Priest Vusi Ndala waited in East Day’s Sunday mass diseases, organized by international Pentecostal Church Jerusalem City (IPHC), with Philisiwe Ndala and Noko Ndala, his first wife and new bride, to form a Polygam Union, in Kgabalatsane, in North-West-Province, South Africa 2023 .—– Reuther

South Africa’s supreme court issued on Thursday that men should be able to take their wives’ surnames and a law that prevented this, constituted unreasonable gender discrimination.

The Constitutional Court said that the legal ban did not earn any legitimate government purposes and were suspended and paved the way for parliament to adopt changes to the legislation.

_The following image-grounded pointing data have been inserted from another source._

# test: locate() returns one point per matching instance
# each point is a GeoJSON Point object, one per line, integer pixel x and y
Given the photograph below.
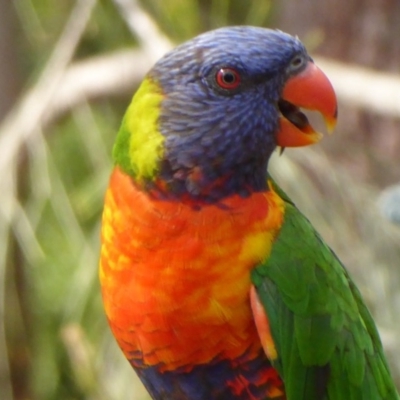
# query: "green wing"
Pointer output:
{"type": "Point", "coordinates": [327, 343]}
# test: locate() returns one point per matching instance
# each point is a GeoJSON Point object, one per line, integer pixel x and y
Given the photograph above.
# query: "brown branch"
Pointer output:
{"type": "Point", "coordinates": [364, 88]}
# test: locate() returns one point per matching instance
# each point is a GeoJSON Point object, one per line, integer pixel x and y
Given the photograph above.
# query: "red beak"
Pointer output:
{"type": "Point", "coordinates": [310, 89]}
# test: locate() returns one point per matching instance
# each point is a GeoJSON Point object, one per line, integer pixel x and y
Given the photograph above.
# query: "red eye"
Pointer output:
{"type": "Point", "coordinates": [228, 78]}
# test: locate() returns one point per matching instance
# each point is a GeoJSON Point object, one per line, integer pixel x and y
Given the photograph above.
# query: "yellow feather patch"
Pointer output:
{"type": "Point", "coordinates": [146, 143]}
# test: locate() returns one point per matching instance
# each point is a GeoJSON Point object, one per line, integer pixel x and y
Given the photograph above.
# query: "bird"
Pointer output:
{"type": "Point", "coordinates": [215, 286]}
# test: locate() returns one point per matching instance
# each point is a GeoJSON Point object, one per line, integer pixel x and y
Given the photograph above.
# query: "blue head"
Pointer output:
{"type": "Point", "coordinates": [220, 112]}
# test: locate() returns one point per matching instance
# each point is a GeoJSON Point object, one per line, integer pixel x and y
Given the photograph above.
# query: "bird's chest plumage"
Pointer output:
{"type": "Point", "coordinates": [175, 278]}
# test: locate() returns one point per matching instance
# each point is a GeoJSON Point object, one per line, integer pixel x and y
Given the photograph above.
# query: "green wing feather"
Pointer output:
{"type": "Point", "coordinates": [327, 343]}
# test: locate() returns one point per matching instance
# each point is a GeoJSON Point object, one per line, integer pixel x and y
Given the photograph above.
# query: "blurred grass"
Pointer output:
{"type": "Point", "coordinates": [59, 344]}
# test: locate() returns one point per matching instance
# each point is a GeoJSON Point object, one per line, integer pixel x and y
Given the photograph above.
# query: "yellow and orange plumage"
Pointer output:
{"type": "Point", "coordinates": [152, 270]}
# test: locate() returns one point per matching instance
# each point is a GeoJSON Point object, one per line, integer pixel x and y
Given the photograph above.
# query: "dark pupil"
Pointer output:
{"type": "Point", "coordinates": [228, 77]}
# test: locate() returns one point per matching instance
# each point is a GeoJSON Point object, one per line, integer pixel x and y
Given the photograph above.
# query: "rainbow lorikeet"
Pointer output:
{"type": "Point", "coordinates": [214, 284]}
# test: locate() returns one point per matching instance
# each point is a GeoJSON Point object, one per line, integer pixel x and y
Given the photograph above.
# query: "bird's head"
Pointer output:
{"type": "Point", "coordinates": [209, 114]}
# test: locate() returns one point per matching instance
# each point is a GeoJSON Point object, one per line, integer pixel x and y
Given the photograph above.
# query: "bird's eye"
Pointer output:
{"type": "Point", "coordinates": [296, 63]}
{"type": "Point", "coordinates": [227, 78]}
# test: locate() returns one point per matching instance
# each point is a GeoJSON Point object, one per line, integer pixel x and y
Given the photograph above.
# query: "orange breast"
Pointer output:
{"type": "Point", "coordinates": [175, 279]}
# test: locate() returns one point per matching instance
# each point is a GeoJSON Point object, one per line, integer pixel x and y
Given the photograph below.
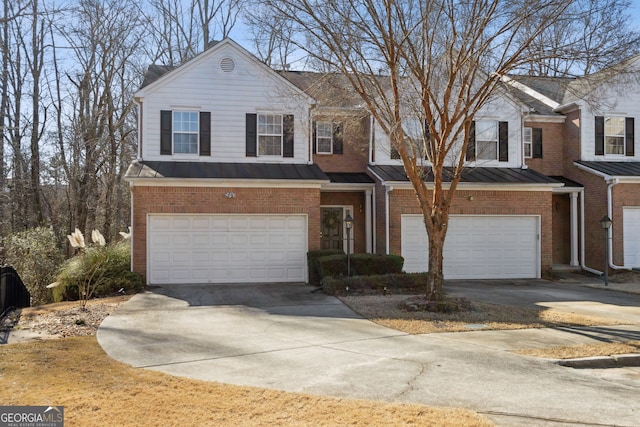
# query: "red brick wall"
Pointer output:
{"type": "Point", "coordinates": [551, 162]}
{"type": "Point", "coordinates": [355, 157]}
{"type": "Point", "coordinates": [482, 203]}
{"type": "Point", "coordinates": [212, 200]}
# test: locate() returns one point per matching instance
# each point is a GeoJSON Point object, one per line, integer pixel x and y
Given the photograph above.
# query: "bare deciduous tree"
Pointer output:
{"type": "Point", "coordinates": [441, 61]}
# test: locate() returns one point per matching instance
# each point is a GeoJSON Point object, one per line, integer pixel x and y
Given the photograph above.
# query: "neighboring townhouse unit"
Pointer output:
{"type": "Point", "coordinates": [242, 170]}
{"type": "Point", "coordinates": [588, 141]}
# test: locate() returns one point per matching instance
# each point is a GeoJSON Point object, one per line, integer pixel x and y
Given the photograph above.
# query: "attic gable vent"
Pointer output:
{"type": "Point", "coordinates": [227, 64]}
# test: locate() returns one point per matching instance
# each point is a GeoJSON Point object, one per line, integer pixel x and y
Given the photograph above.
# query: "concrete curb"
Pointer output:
{"type": "Point", "coordinates": [602, 362]}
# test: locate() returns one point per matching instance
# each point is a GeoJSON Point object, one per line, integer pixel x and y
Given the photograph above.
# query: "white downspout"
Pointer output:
{"type": "Point", "coordinates": [582, 239]}
{"type": "Point", "coordinates": [612, 183]}
{"type": "Point", "coordinates": [371, 138]}
{"type": "Point", "coordinates": [373, 220]}
{"type": "Point", "coordinates": [386, 214]}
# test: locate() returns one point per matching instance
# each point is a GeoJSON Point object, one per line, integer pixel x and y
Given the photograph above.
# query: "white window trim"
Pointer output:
{"type": "Point", "coordinates": [324, 137]}
{"type": "Point", "coordinates": [624, 137]}
{"type": "Point", "coordinates": [526, 143]}
{"type": "Point", "coordinates": [258, 135]}
{"type": "Point", "coordinates": [497, 140]}
{"type": "Point", "coordinates": [174, 132]}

While men were deprived of the ability to take their wives’ surnames, the discrimination was “far more insidious” for women, the decision says.

It “strengthens patriarchal gender norms that prescribe how women can express their identity, and it makes this term relational to their husband, as a state and cultural standard,” it said.

The case was brought to the court by two couples, one of whom wanted to honor the woman’s parents who died when she was young.

In the second case, the woman wanted to keep her bond with her family surname when she was an only child.

Previously, men had to apply for the Department of Domestic Affairs to change their last name, a request that was not automatically accommodated.

Provisions that allow men to assume that their wives’ surname of marriage is already in place in other countries, mainly in Europe and in certain US states.